3. Transfer batter to prepared pan. Bake at 350° for 55-60 minutes or until a toothpick inserted in center comes out clean. Cool in pan 10 minutes before removing to wire rack; cool for 15 minutes.
4. In a small bowl, mix confectioners’ sugar and lemon juice until smooth. Gradually brush onto warm cake, about one-third at a time, allowing glaze to soak into cake before adding more. Cool completely.


Lemon Drop aka Lemon Martini

1 & 1/2 oz  citron vodka (aka 3 tbsp)
Squeeze 1/4 lemon juice (1 tbsp)
splash fresh lime juice
1 oz sugar syrup (2 tbsp)

Sugar syrup is easy: one cup of sugar dissolved in 1 cup of water over heat, then allow to cool.

Shake it with lots of ice to make it really cold and bring out the bright lemon flavors.

Bottled lemon juice and bottled lime juice can be used.


Moroccan Preserved Lemons

5-6 lemons or 6-7 Meyer lemons

1. Scrub the lemons with a vegetable brush and dry them off.

2. Cut off the little rounded bit at the stem end if there’s a hard little piece of the stem attached. From the other end of the lemon, make a large cut by slicing lengthwise downward, stopping about 1-inch (3 cm) from the bottom, then making another downward slice, so you’ve incised the lemon with an X shape.

3. Pack coarse salt into the lemon where you made the incisions. Don’t be skimpy with the salt: use about 1 tablespoon per lemon.

4. Put the salt-filled lemons in a clean, large glass jar with a tight-fitting lid. Add a few coriander seeds, a bay leaf, a dried chili, and a cinnamon stick if you want. (Or a combination of any of them.)

5. Press the lemons very firmly in the jar to get the juices flowing. Cover and let stand overnight.

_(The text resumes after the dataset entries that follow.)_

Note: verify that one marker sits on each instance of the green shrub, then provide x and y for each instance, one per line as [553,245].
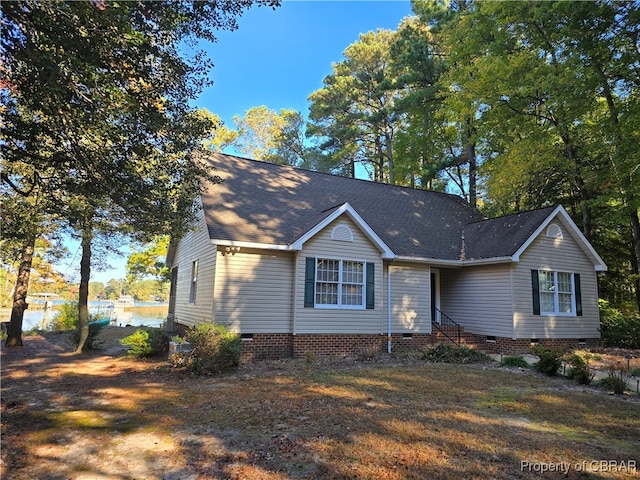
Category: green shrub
[451,353]
[146,342]
[617,329]
[514,361]
[579,369]
[215,349]
[615,381]
[549,362]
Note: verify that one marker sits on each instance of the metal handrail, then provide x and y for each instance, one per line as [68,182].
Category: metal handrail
[446,321]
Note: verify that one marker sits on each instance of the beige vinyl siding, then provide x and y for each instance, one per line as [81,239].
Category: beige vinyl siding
[253,291]
[479,299]
[195,245]
[560,255]
[410,302]
[335,320]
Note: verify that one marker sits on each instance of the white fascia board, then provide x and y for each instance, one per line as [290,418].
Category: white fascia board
[598,262]
[259,246]
[436,262]
[489,261]
[387,253]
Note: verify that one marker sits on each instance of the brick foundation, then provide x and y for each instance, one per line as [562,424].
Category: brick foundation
[273,346]
[522,346]
[266,346]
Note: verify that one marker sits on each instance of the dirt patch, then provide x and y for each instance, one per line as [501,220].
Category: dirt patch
[105,416]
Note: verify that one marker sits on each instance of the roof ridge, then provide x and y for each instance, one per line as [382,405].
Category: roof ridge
[550,207]
[315,172]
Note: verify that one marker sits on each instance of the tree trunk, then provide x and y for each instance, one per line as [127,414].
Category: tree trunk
[14,335]
[389,152]
[470,151]
[85,274]
[635,233]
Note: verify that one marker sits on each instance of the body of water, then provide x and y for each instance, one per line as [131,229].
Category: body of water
[147,314]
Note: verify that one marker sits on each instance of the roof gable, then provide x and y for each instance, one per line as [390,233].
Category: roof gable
[560,213]
[348,210]
[264,205]
[267,204]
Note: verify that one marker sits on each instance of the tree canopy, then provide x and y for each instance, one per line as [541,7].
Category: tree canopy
[97,115]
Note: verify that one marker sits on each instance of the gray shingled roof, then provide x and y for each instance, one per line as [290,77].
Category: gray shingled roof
[259,202]
[502,236]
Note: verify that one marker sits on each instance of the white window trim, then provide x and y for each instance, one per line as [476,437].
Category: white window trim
[339,306]
[556,302]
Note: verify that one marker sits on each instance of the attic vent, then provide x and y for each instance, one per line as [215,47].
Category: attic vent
[554,231]
[342,233]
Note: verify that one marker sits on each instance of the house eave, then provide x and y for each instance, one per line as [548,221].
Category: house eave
[253,245]
[440,262]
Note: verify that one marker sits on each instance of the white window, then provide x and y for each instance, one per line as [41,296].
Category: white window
[339,283]
[557,293]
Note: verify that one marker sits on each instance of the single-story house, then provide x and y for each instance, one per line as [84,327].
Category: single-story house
[301,262]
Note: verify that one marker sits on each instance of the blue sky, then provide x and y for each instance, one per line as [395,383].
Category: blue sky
[278,58]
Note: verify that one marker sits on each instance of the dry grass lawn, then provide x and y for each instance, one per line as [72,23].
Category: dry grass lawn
[105,417]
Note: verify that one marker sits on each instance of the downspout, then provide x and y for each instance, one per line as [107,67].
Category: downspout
[389,308]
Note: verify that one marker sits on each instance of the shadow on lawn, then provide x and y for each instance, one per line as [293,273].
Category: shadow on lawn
[103,417]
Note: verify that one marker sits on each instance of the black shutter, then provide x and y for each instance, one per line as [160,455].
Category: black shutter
[371,268]
[535,286]
[309,282]
[576,282]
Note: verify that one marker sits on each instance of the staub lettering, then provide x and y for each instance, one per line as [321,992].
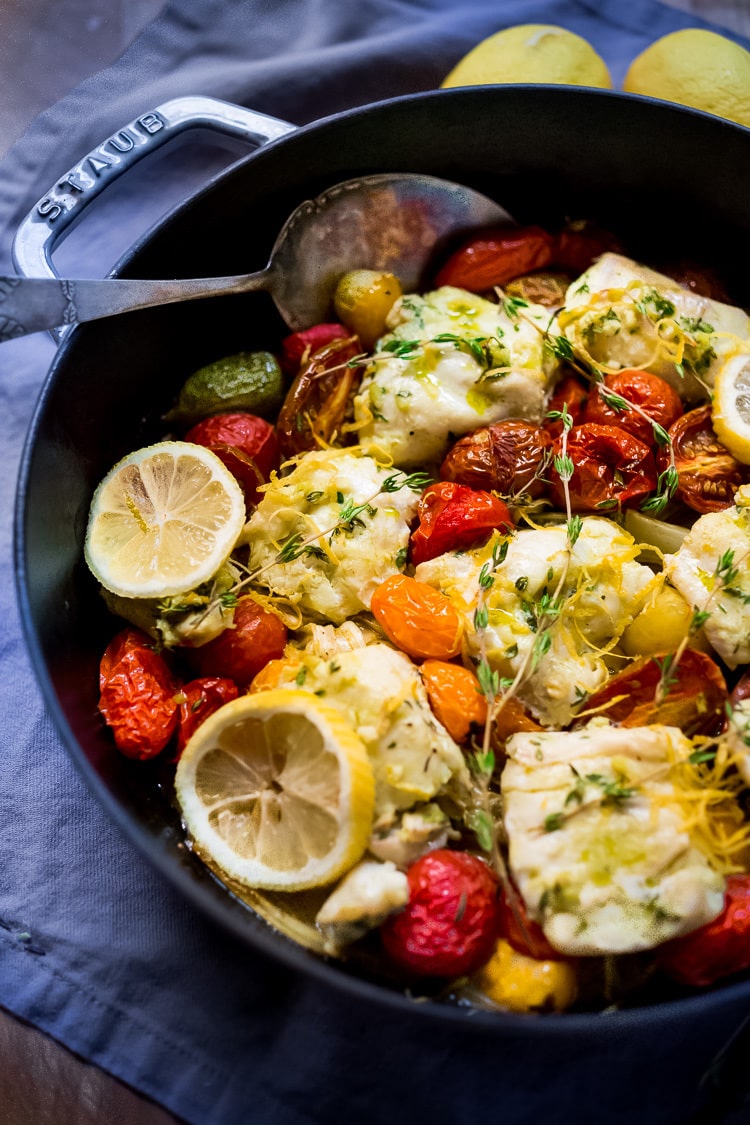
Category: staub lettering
[92,168]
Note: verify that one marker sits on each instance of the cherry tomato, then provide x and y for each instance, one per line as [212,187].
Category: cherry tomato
[611,468]
[255,637]
[245,443]
[708,475]
[506,457]
[695,700]
[297,348]
[318,401]
[717,950]
[449,926]
[571,394]
[497,257]
[197,700]
[137,699]
[524,935]
[654,397]
[455,698]
[417,619]
[454,518]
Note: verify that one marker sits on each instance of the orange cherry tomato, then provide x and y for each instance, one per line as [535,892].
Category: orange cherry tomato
[255,637]
[137,699]
[455,698]
[654,397]
[695,701]
[453,518]
[707,474]
[199,699]
[417,619]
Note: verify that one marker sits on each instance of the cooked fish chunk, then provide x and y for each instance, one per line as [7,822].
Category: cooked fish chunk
[361,901]
[414,401]
[380,692]
[625,315]
[334,576]
[712,572]
[549,612]
[596,838]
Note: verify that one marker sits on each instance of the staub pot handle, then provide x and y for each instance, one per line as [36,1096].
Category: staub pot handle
[60,208]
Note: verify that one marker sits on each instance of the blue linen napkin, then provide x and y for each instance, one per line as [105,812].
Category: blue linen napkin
[96,948]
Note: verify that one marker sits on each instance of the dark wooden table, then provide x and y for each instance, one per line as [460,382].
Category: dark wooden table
[45,50]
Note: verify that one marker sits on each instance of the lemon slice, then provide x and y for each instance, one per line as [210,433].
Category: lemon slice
[277,790]
[164,520]
[731,406]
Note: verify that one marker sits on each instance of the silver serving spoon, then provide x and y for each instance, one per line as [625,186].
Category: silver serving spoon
[387,222]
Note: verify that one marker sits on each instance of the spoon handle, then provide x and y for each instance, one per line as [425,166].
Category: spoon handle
[35,304]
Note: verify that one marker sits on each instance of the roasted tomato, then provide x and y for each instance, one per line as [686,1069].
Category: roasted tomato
[695,699]
[297,348]
[571,394]
[717,950]
[417,619]
[654,397]
[507,457]
[497,257]
[453,518]
[245,443]
[137,699]
[449,926]
[455,698]
[611,468]
[255,637]
[318,401]
[708,475]
[502,254]
[199,699]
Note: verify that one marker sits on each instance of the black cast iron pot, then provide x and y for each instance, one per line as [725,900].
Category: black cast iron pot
[671,182]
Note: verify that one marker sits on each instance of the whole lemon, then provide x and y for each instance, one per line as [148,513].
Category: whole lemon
[531,53]
[698,69]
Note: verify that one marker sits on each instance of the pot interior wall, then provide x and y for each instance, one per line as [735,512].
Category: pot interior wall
[668,181]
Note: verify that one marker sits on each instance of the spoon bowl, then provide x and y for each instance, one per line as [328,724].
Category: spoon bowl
[392,222]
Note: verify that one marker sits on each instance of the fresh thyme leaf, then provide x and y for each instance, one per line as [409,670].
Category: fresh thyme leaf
[553,821]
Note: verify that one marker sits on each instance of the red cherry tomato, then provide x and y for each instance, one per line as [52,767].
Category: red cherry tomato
[255,637]
[245,443]
[717,950]
[506,457]
[571,394]
[319,399]
[449,926]
[695,700]
[199,699]
[453,518]
[137,699]
[417,619]
[611,468]
[497,257]
[651,394]
[524,935]
[708,475]
[297,348]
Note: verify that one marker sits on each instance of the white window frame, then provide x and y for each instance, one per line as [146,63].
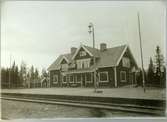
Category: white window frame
[80,79]
[121,76]
[64,67]
[63,79]
[55,76]
[126,59]
[72,78]
[89,81]
[100,78]
[83,63]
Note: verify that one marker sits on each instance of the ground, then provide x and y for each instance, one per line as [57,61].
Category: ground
[28,110]
[124,92]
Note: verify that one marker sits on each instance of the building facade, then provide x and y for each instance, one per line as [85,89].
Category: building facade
[84,66]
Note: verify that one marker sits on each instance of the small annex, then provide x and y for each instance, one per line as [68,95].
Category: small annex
[113,67]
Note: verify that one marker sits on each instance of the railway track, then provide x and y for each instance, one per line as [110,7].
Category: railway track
[149,110]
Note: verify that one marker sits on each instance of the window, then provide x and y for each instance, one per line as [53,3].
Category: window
[88,77]
[71,79]
[64,79]
[125,62]
[64,67]
[123,76]
[79,78]
[103,76]
[82,53]
[55,79]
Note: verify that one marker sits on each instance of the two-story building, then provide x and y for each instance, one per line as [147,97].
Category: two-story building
[113,67]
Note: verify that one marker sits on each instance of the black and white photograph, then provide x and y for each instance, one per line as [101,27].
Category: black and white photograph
[83,59]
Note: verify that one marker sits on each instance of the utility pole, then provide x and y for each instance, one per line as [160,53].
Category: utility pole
[141,53]
[10,73]
[91,30]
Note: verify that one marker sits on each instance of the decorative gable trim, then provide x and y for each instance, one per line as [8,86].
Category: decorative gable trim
[126,47]
[82,46]
[121,55]
[64,59]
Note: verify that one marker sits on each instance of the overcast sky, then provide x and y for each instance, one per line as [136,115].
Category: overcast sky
[37,32]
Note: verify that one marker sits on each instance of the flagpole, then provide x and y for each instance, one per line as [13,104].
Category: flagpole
[141,51]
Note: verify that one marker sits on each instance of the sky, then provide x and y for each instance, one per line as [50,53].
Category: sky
[37,32]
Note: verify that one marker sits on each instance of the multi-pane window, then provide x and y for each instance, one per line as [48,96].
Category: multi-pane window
[88,77]
[123,76]
[64,79]
[126,62]
[103,76]
[55,79]
[79,78]
[83,63]
[82,53]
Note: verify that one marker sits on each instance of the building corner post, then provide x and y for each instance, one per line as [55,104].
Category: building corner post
[115,76]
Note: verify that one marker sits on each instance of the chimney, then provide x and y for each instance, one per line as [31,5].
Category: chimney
[103,46]
[73,49]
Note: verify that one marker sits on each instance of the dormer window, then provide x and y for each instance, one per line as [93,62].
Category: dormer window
[126,62]
[82,53]
[64,67]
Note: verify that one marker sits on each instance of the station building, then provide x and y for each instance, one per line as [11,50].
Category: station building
[110,67]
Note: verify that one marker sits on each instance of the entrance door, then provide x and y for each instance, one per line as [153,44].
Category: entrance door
[83,77]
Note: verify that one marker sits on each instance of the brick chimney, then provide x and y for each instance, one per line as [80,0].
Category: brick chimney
[103,46]
[73,49]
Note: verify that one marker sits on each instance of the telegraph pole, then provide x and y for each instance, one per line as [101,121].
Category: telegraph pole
[10,73]
[141,52]
[91,30]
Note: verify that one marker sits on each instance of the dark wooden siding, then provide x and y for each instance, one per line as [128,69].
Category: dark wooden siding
[111,82]
[127,70]
[82,57]
[54,72]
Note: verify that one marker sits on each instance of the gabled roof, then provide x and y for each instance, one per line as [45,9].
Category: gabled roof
[108,58]
[111,56]
[56,64]
[91,51]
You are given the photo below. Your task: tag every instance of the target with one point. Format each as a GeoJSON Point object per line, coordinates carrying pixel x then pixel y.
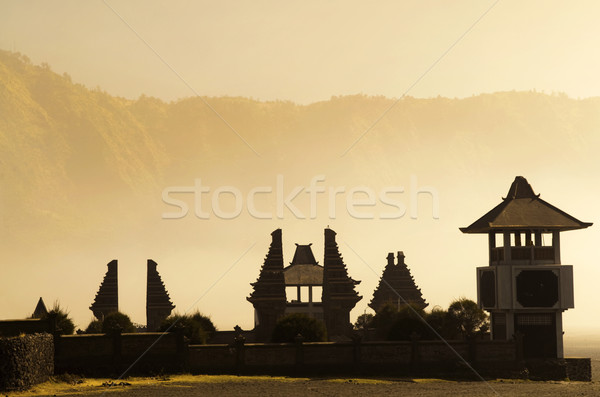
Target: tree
{"type": "Point", "coordinates": [94, 327]}
{"type": "Point", "coordinates": [197, 327]}
{"type": "Point", "coordinates": [408, 320]}
{"type": "Point", "coordinates": [467, 318]}
{"type": "Point", "coordinates": [364, 322]}
{"type": "Point", "coordinates": [61, 319]}
{"type": "Point", "coordinates": [438, 320]}
{"type": "Point", "coordinates": [290, 325]}
{"type": "Point", "coordinates": [117, 320]}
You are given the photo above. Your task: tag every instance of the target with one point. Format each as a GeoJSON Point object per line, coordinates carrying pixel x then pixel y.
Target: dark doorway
{"type": "Point", "coordinates": [539, 334]}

6. The next day do the same, pressing the lemons down, encouraging them to release more juice as they start to soften. Repeat for a 2-3 days until the lemons are completely covered with liquid. If your lemons aren’t too juicy, add more freshly-squeezed lemon juice until they are submerged, as I generally have to do.

7. After one month, when the preserved lemons are soft, they’re ready to use. Store the lemons in the refrigerator, where they’ll keep for at least 6 months. Rinse before using to remove excess salt.

To use: Remove lemons from the liquid and rinse. Split in half and scrape out the pulp. Slice the lemon peels into thin strips or cut into small dices. You may wish to press the pulp through a sieve to obtain the tasty juice, which can be used for flavoring as well, then discard the innards.